Gilardino, who scored Italy's goal against the United States in the 2006 World Cup finals when the teams tied 1-1 in Kaiserslautern, had the front of his body concealed from the referee when he slid in to convert a cross that put his side 1-0 up in the 20th minute. Palermo's goalkeeper Marco Amelia immediately signaled that Gilardino had played the ball with his arm, but the goal stood. Slow motion replays quickly confirmed that Amelia was correct.
Palermo was understandably furious that the goal counted. Palermo President Maurizio Zamparini told reporters before the announcement that Gilardino deserved a five-game ban, but the club was reportedly satisfied with the two-game sanction.
Gilardino's agent Giovanni Bia begged to differ, claiming that the striker "made a gesture, whether voluntary or involuntary, that was due to an instinctive action." There certainly wasn't much involuntary about the player's celebration, which only added to Palermo's fury, and which Zamparini had labeled "incredible."
Fiorentina plans to appeal against the ban, but if it's upheld then Gilardino will miss his team's home game with Inter Milan Wednesday and Sunday's visit to Siena.
Although the use of video evidence to issue retrospective punishments for violent fouls or the rescinding of red and yellow cards is becoming increasingly common, using replays for handball incidents is almost unprecedented.
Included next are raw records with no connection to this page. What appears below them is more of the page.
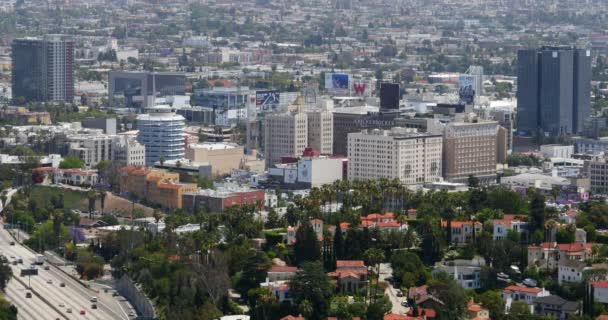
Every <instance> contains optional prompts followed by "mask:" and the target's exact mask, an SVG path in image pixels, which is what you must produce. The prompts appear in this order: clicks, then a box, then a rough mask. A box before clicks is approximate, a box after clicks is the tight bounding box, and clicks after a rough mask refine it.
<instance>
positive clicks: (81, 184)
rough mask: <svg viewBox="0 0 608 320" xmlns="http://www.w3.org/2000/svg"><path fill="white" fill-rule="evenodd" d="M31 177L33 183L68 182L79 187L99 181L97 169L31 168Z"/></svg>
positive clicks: (87, 185) (95, 184) (52, 182)
mask: <svg viewBox="0 0 608 320" xmlns="http://www.w3.org/2000/svg"><path fill="white" fill-rule="evenodd" d="M32 179H33V181H34V183H42V184H46V183H52V184H68V185H72V186H79V187H90V186H93V185H96V184H97V183H98V182H99V174H98V172H97V170H82V169H59V168H53V167H42V168H35V169H33V170H32Z"/></svg>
How fortunate for Diego Maradona that no such initiative was taken by FIFA at the 1986 World Cup.
One final note. On Monday we noted that out of Serie A's measly 19 goals in 10 weekend games, five had been penalty kicks and one an own goal. To that we must now belatedly add: and one was scored with the arm. Whether it was voluntary or involuntary, we will leave to the interpretation of the individual viewer.